The results were coherent with the first pieces of evidence obtained in vitro with MIM-4, as the integrality of the sequential MIM-seq, when administered to mice more than five times in a row after the initiation of the CRC, led to a significant (p = 0.02) reduction in tumor volume of about 20% compared to the controls (Figure 4B). However, as the intra-group variability for tumor volume in live animals was quite high, an in-depth analysis about the sequentiality effect of MIM-seq over the course of the mice treatment was also performed. Thus, in order to better describe the individual effects of one unique MIM-seq sequence on tumor volume progression, data were analyzed on D21, D27 and D41, as they corresponded to the administration of one complete MIM-seq sequence, once, twice, and 5 times, respectively (Figure 4D–I). At each time point, different cut-offs for tumor volume were set, and the results revealed a very interesting trend, as an inhibitory effect on tumor growth was already observed after the administration of the first five capsules of MIM-seq (Figure 4D,G). In line with these results, many more mice kept a tumor volume below 500 mm3, after having received two complete MIM-seq, than those which were administered with the Veh. (Figure 4E,H).

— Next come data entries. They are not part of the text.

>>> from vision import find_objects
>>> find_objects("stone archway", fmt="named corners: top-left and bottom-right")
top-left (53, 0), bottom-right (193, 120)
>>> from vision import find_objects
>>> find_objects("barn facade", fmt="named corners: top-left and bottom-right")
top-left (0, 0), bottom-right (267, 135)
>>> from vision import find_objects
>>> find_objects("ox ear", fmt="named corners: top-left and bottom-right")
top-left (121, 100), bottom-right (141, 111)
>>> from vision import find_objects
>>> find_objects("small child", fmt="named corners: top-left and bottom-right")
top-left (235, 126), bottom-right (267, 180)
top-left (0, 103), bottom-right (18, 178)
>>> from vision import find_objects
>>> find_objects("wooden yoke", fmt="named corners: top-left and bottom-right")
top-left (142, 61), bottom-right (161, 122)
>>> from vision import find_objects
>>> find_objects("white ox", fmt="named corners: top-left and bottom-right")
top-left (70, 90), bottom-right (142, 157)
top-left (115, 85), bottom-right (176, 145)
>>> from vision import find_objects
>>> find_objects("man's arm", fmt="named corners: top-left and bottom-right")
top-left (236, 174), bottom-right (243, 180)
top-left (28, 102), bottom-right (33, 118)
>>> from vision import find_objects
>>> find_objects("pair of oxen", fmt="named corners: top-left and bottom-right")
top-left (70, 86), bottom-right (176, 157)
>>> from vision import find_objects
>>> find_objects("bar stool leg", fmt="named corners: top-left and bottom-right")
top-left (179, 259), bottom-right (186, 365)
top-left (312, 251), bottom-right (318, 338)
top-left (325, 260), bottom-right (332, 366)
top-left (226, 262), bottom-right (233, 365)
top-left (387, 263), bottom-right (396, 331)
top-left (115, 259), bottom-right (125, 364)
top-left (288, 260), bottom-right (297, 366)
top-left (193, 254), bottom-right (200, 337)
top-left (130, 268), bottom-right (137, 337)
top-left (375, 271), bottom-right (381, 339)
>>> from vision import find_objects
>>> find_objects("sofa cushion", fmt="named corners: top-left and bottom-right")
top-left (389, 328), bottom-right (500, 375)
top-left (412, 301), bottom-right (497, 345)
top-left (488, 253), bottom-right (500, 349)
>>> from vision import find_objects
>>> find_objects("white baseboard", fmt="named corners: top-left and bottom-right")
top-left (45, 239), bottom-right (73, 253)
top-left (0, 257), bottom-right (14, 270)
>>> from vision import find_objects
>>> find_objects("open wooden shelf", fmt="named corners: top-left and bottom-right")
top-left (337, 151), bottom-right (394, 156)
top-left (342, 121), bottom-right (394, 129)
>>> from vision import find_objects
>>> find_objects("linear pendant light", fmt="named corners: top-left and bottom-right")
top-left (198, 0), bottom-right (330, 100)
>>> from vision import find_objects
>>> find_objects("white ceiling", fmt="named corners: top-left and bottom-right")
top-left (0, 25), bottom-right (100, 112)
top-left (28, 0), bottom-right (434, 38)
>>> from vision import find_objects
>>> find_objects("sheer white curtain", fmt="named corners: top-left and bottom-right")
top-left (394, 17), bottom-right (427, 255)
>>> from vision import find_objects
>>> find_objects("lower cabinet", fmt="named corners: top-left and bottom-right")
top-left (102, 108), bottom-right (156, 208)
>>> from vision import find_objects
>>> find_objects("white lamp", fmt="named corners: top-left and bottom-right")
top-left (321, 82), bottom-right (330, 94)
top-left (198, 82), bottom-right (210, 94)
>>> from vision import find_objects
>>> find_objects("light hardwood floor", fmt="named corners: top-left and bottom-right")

As encouraging as the MIM-seq effect obtained in our subcutaneous model is, we remain aware that several factors inherent to CRC development were not taken into account in this study. The burden of the metastatic spreading for instance, which is often located to the liver in CRC patients [53], or the cachexia associated with more advanced stages of the disease, were not assessed in the present work [54]. Moreover, intestinal immunity plays a paramount role in CRC prevention, as a statistically significant reverse correlation between the quantity of Peyer’s patches and the development of intestinal polyps has been shown in ApcMin/+ mice [55]. In this regards, orthotopic models of CRC, as they better reproduce the original tumor microenvironment than subcutaneous xenografts, would also be other promising tools to study the MIM-seq effects within the original tumor niche, as they would allow interactions between colon mucosa cells, cancer cells and immune cells as well [56].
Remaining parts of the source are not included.